In 2007, he participated in concerts with the Orchestra Sinfonica of the Friuli-Venezia Giulia, singing Zarzuela arias and classical Spanish songs.
He received the critic award for the best emergent young voice 2007/2008 "Premio Alto Adige - Talento emergente della lirica 2007/2008" in Bolzano.
In December 2007 he debuted in Puccini’s first opera, "Le Villi", in the role of Roberto at "Teatro Coccia" of Novara and at "Teatro Sociale" of Mantua.

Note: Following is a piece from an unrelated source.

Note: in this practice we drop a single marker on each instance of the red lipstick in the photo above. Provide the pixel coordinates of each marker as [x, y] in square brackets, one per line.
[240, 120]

In 2008, he performed in the United Arab Emirates, with the orchestra of La Scala and in two concerts with the Orchestra Camerata Brasil of Brasília, conducted by Maestro Silvio Barbato.
He was chosen to participate to the famous lyric competition "Operalia 2008", where the jury awarded him three prizes: First Zarzuela Prize "Don Plácido Domingo", First Audience Prize and Second Opera Prize.

On 8 November 2008, Arancam debuted in the United States of America with the role of Don Josè in, Georges Bizet's Carmen, at Washington National Opera, with mezzo-soprano Denyce Graves, conducted by Julius Rudel.

In 2009 he played the roles of Cavaradossi in Tosca at Frankfurt Opera House, Maurizio in Adriana Lecouvreur at Teatro Regio in Turin, Radames in Aida in France, at the Sanxay Lyric Festival, and he sang a recital in London at St.John’s (Rosenblatt Recitals).

He also starred in a 2019 Brazilian production of The Phantom of the Opera.

== Discography ==
- Arias, 2004, TBA Records

== Awards ==
- "Prêmio Revelação" 5th Bidu Sayão International Vocal Competition 2004.
- "Premio Alto Adige – Talento Emergente della Lirica 2007/2008", by the lyric association "L'Obiettivo" of Bolzano, during the Operetta Festival "La musa leggera".
- "Operalia 2008" - First Zarzuela Prize "Don Plácido Domingo", First Audience Prize, and Second Opera Prize.